The issue is some of these girls get in the car and they are living from paycheck to paycheck. They jump into a $60k car and they're thinking security. They figure you can afford this car, you must be well off, then they see if there is a connection. Looking for someone that maybe give them direction in life, or help them get ahead in life, or just want to latch on like a leech.

I have heard so much crap, like how horny they are, touching, rubbing my shoulders, what do you think of my ****, etc.

You know, I should be able to drink and drive so I can cope with some of this crap. I tell you this, there is nothing sexy about being hit on by a girl that's your daughters age. Nor do I need to know how many sexual positions you have done and if there are any i know of that they haven't stated. Nor do I want to grab a drink with you and I dont care if your buzzed and you pretend to pass out in the back of my seat. Coz I'm not touching you. I am going to yell at you that you're at your destination and if you don't wake up, I'm calling the cops to have you removed from my car.

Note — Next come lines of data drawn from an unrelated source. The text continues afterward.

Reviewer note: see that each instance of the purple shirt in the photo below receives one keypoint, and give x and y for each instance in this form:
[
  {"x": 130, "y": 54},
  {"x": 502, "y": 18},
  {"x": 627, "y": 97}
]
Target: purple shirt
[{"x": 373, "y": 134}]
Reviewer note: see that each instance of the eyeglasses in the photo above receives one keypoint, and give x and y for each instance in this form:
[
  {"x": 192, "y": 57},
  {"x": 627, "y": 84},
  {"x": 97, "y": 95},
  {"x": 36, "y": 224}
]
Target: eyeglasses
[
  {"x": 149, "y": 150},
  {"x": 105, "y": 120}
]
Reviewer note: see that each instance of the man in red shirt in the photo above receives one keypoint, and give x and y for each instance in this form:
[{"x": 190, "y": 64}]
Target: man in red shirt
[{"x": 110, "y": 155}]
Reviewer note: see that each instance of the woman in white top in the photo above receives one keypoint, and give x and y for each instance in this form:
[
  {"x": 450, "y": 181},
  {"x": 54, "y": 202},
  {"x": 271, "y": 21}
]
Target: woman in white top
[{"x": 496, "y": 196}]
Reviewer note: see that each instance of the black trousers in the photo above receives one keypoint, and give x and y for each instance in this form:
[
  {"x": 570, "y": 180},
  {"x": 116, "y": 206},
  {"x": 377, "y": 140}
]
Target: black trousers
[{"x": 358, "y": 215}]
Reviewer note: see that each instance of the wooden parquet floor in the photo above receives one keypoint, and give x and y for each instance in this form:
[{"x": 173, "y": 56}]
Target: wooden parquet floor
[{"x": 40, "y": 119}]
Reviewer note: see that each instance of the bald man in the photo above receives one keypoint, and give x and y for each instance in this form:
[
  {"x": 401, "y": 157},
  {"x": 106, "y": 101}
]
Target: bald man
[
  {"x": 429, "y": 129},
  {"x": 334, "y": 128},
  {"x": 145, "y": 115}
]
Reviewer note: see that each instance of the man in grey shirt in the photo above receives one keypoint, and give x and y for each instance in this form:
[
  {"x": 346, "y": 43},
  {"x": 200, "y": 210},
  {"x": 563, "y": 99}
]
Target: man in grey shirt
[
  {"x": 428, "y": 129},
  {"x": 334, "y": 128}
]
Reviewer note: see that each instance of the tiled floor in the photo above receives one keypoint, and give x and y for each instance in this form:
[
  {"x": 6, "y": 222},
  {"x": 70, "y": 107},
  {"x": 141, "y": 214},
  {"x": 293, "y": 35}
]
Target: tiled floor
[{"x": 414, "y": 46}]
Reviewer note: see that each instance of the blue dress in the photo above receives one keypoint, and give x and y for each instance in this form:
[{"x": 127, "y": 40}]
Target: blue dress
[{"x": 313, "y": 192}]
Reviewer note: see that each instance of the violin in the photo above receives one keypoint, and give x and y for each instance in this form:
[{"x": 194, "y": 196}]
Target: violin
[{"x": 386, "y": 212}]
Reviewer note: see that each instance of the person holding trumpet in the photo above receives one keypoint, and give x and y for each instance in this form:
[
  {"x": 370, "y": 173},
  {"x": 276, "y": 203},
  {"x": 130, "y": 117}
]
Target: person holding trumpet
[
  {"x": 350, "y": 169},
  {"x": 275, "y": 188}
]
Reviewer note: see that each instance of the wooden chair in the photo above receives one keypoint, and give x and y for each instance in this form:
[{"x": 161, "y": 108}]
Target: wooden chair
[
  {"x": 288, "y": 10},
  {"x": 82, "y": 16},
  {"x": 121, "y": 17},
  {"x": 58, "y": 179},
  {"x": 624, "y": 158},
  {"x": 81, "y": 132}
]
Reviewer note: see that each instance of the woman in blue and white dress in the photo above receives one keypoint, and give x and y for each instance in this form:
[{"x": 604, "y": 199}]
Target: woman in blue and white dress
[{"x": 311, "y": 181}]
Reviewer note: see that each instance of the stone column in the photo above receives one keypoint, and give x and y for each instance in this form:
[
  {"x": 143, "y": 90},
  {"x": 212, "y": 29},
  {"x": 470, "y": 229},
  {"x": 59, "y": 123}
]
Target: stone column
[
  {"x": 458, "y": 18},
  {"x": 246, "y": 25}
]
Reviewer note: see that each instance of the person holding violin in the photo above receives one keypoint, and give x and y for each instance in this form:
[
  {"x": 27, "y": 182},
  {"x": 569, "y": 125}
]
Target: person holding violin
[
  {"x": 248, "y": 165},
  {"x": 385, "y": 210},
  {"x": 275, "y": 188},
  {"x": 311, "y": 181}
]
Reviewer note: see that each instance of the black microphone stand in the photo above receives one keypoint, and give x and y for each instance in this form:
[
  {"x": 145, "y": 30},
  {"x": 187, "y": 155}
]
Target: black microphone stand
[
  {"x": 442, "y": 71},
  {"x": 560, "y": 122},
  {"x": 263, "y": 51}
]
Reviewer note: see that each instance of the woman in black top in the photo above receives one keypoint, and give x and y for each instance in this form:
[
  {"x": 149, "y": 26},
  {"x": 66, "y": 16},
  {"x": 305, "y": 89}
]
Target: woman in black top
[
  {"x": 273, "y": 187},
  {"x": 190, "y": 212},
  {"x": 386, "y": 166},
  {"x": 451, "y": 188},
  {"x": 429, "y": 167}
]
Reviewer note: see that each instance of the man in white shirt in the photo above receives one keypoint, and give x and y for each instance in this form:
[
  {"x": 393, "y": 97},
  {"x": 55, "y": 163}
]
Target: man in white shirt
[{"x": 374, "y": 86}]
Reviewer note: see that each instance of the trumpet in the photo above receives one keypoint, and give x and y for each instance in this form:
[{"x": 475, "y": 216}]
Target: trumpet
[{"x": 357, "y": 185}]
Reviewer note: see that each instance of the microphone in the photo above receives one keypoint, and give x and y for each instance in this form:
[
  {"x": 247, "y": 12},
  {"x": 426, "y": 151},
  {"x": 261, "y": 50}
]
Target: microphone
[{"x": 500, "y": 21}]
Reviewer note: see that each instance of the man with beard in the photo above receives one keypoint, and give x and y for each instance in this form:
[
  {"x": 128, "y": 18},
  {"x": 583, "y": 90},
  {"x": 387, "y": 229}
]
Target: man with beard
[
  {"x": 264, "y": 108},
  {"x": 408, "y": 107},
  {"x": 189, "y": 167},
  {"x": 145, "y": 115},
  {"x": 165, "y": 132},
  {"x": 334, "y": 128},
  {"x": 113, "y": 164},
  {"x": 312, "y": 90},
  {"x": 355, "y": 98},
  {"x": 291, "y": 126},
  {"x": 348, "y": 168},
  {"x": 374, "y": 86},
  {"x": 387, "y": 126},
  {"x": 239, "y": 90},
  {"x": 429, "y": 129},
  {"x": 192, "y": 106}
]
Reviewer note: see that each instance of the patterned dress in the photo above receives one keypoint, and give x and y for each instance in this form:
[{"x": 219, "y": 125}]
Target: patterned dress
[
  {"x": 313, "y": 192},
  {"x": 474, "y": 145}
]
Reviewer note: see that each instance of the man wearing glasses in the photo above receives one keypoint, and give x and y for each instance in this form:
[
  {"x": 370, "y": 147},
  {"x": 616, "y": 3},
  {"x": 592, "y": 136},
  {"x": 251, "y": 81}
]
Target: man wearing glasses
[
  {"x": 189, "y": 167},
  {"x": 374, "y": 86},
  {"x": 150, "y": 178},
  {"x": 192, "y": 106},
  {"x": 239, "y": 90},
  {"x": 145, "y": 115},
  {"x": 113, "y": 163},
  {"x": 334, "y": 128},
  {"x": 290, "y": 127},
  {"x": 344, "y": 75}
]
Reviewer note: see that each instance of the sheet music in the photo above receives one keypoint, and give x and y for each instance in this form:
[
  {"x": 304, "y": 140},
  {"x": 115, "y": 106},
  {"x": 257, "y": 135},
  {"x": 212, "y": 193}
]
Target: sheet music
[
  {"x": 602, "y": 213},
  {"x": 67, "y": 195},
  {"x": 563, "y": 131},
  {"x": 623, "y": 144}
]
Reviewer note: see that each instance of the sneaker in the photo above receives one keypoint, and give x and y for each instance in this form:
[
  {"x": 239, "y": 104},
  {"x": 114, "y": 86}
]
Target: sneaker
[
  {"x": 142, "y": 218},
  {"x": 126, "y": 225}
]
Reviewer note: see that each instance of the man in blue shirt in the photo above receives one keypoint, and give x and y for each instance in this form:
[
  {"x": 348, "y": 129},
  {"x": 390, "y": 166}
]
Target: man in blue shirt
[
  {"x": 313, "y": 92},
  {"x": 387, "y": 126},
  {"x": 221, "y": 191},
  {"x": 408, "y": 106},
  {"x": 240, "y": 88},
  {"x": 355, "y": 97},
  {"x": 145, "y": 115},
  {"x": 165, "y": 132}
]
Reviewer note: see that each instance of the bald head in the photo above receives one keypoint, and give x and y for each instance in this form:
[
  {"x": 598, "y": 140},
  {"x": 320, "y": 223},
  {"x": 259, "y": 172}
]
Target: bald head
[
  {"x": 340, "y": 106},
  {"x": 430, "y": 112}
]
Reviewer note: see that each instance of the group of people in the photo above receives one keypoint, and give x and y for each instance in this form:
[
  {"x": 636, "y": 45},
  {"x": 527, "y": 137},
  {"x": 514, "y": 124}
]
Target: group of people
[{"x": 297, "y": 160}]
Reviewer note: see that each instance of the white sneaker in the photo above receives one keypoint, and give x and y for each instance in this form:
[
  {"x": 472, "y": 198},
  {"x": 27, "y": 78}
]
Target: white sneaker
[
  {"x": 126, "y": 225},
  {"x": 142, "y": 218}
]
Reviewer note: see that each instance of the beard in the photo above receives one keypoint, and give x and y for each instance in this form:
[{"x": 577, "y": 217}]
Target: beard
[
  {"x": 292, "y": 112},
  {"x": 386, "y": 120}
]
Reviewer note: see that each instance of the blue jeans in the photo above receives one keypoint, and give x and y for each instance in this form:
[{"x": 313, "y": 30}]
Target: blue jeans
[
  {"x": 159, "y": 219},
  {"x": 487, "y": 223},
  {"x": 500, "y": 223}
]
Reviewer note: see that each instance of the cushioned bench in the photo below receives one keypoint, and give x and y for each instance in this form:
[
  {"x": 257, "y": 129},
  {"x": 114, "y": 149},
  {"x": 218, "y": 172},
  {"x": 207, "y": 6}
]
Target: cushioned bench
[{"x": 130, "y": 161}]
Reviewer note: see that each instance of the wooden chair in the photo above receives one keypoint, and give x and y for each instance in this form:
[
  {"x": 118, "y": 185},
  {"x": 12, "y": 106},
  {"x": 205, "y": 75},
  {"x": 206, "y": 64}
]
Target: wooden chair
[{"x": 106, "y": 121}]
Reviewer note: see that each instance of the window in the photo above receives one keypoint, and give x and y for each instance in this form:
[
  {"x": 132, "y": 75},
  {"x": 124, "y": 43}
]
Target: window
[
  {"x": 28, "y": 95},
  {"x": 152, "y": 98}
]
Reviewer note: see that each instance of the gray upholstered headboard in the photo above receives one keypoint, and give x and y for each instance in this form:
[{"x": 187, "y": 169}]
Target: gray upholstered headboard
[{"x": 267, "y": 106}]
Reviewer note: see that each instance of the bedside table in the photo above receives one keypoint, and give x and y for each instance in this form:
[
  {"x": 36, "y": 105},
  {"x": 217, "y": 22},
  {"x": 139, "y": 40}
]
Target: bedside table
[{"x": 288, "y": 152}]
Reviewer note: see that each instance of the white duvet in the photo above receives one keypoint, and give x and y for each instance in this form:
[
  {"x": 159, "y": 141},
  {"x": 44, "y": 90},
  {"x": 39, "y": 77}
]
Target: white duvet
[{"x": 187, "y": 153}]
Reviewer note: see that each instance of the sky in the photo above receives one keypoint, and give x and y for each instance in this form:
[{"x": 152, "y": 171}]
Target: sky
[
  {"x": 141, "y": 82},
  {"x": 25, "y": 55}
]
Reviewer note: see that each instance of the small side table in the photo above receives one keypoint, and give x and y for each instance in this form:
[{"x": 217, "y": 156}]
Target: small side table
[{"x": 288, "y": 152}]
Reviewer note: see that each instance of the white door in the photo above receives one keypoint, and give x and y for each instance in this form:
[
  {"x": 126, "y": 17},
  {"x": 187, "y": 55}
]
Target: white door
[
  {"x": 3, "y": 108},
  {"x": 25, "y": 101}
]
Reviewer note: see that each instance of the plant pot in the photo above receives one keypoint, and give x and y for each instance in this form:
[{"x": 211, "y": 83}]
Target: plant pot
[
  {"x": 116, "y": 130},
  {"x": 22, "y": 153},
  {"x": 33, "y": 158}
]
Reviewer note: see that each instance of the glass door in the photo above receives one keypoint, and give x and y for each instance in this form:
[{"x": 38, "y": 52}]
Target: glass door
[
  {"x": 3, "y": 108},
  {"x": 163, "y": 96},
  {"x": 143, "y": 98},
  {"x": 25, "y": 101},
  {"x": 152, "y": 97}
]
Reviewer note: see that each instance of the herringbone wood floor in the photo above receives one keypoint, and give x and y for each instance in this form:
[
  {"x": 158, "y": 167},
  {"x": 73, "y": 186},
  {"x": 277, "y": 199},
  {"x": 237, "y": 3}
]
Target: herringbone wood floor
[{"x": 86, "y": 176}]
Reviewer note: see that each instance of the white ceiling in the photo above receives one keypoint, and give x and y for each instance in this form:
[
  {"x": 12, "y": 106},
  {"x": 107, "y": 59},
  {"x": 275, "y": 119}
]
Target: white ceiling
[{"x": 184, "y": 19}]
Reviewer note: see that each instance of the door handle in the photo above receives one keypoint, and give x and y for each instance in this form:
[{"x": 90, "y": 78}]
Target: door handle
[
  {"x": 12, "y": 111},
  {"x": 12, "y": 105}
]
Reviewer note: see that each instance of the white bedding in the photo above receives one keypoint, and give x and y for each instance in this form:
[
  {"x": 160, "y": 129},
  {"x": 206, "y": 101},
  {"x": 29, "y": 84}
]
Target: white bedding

I really think girls are worse than guys. My GF gets hit on allot, but guys wont cross the line. They dont touch and they are very careful in their wording of what they speak. They won't say they're horny. They'll compliment, with you're so beautiful, general convo to see if there is a chance for more. Just what I've experienced.


----------



## UberOne (Oct 31, 2014)

Optimus.. I just can't stop looking at your.. avatar...


----------



## UberDude2 (Nov 19, 2014)

Optimus Uber said:


> I had this one last week. Kind of stuck with me, just weirded me out.
> 
> Go pick up this girl in north Santa Monica going to lax. She puts her luggage in the back. She jumps in the front. I start driving, she keeps staring at me the entire trip. Making small talk about anything and everything possible, most not making sense.
> 
> ...


First of all it's U-Harmony and second I would question her taste if she wasn't an 80's music fan. She gave you all of her attention and she was eager to please. If you didn't have a girl friend i'd say she was a keeper!


----------



## Lidman (Nov 13, 2014)

I thought there was perhaps "wedding bells" at the end of this ride.


----------



## UberDude2 (Nov 19, 2014)

I have an awkward ride story from last night. So I picked up this couple from the Culver City area heading to a club in Hollywood. The female was a beautiful blonde which I found out later, was born in Sweden but raised in France so she had a very sexy French accent. Well, the whole time i'm trying to make small talk with the female, she's all over the dude kissing on him hugging him etc.. so her answers to me were short. The guy however gave me lots of attention. He asked several questions and continued to make small talk with me while this girl was draped all over him. The uncomfortable part is during the conversation the guy must have said that I was good looking at least 3 maybe 4 times. He was like Uberdude, (yes he called me uberdude, not sure how he knew) we are two good looking guys if we had money...blah blah blah. But initially he said you're a good looking guy what do you think about the color blue (or something like that) my point is he made sure to mention my looks a few times while ignoring this beautiful woman who was trying to get his attention. I was about to tell him to shut up and tend to her needs (before I do) but the ride ended too soon (you can probably tell I have no back seat sex rules). Needless to say, it was an awkward attention triangle.


----------



## Orlando_Driver (Jul 14, 2014)

Damn, you were fixing to get laid !


----------



## ElectroFuzz (Jun 10, 2014)

Nah.... how bad can it be...... this is just fun.
On the other hand when the drunk 60 year old hits on me....... very uncomfortable.


----------



## UL Driver SF (Aug 29, 2014)

I once had a drunk chick hike up her skirt and ask me if her cooch looked infected.

I replied....yes.

She looked so sad after that so I added....what do I know about *****. I'm gay.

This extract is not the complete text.